E isso poderia iniciar, no campo democrático mais amplo, um roteiro de diálogo para evitar os erros cometidos em outras circunstâncias, que permitiram que, por uma análise errada da situação histórica ou por mero oportunismo de circunstância, as forças democráticas da esquerda e do centro, se separassem e deixassem prosperar o ovo da serpente.
O jurista Carl Herz, prefeito de Kreusberg (entre 1926 e 1933, na “grande Berlim” dos anos 30), era irmão do meu avô por parte de mãe, Hermann Herz. Carl, judeu e socialista, fora eleito com o apoio dos sociais-democratas (SPD) e dos comunistas (KPD) e depois retirado da Prefeitura, sob violência e tortura, pelos assassinos da SA, de Hitler. Morreu em Haifa, em 1939, depois de exilar-se e militar na resistência durante a Guerra, em Londres.
Quando Carl Herz foi retirado à força da Prefeitura, os comunistas e sociais-democratas já estavam separados, tanto entre si, como das forças políticas democráticas, centristas e conservadoras, mas antinazistas. Todos sofreram juntos os efeitos da Serpente no poder. Aqui, certamente, não estamos tratando do nazismo, porque o nosso processo político é mais próximo da Itália, dos anos sessenta e setenta, do que da Alemanha dos anos trinta. A agenda política do país é feita pela mídia oligopólica , que vem sistematicamente criminalizando os partidos e a política e, por isso mesmo, estamos mais próximos de criar um Berlusconi do que um Hitler.

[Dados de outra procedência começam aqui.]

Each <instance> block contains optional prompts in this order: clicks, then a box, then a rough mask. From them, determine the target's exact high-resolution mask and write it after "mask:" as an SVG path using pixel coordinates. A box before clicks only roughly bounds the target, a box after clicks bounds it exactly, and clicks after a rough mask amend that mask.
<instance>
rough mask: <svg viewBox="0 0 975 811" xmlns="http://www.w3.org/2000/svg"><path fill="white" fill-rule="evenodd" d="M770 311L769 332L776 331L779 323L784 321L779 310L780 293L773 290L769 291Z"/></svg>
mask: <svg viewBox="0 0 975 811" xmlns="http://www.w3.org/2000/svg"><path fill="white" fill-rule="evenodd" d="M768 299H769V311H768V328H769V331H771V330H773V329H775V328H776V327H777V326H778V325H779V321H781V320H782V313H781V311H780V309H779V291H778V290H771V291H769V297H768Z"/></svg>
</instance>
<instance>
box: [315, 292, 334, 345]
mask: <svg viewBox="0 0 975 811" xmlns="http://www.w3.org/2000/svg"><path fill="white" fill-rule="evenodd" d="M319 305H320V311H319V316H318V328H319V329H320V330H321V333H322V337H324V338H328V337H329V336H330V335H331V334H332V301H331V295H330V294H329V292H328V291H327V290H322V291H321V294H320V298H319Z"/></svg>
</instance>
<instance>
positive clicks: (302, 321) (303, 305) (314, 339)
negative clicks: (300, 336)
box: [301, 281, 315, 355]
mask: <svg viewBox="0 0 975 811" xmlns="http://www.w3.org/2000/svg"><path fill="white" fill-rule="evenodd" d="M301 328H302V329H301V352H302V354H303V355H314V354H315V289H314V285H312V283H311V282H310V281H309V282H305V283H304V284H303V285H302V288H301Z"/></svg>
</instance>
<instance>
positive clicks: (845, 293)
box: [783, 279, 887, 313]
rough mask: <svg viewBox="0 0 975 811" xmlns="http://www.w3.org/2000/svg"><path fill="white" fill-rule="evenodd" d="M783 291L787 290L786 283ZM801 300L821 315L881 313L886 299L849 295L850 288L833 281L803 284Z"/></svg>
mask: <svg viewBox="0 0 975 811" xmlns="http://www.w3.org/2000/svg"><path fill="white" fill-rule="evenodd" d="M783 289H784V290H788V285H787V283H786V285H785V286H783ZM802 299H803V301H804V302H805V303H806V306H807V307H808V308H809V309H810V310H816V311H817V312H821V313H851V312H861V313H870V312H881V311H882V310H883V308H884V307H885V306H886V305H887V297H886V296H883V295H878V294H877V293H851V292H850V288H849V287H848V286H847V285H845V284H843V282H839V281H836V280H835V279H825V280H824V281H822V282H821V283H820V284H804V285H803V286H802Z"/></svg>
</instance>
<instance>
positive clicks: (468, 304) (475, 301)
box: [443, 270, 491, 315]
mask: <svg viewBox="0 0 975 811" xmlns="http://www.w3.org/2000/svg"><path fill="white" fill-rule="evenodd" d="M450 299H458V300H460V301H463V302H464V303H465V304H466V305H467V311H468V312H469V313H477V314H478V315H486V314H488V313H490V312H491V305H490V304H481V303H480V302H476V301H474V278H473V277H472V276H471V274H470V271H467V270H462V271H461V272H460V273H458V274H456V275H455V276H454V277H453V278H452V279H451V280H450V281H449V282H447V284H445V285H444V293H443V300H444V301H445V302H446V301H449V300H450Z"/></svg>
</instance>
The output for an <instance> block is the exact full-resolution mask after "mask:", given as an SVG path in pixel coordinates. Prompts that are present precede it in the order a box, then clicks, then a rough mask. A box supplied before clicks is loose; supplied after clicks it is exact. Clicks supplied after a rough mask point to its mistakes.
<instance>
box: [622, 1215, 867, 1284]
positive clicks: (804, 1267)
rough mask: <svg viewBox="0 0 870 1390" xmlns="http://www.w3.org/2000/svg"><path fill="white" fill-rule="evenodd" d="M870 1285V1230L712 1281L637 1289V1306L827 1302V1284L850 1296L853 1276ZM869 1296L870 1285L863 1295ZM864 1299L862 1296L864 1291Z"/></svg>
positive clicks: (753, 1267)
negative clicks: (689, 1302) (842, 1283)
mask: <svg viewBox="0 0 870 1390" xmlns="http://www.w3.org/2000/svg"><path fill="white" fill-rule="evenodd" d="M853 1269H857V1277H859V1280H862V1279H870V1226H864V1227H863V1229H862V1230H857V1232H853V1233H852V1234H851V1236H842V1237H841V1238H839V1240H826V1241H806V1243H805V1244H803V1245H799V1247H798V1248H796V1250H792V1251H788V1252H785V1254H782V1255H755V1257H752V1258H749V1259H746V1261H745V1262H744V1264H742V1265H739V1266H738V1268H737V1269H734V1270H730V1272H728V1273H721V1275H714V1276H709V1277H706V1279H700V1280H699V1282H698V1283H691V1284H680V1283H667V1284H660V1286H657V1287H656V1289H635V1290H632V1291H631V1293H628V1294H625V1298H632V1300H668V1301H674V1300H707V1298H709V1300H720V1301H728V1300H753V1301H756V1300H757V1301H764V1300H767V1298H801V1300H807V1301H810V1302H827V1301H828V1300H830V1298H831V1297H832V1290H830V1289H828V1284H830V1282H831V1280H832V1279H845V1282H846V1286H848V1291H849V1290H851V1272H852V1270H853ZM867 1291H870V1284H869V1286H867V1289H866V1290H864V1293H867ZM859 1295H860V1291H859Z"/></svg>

Lembrei Carl Herz para homenageá-lo e lhe dizer, esteja onde estiver neste universo infinito e misterioso, que a tradição das gerações mortas, não só “oprime como um pesadelo o cérebro dos vivos”, como dizia o velho Marx, outro judeu que o senhor tanto admirava, como também recriam esperanças e reabrem as mais generosas utopias.
Tarso Genro foi governador do Estado do Rio Grande do Sul, prefeito de Porto Alegre, Ministro da Justiça, Ministro da Educação e Ministro das Relações Institucionais do Brasil.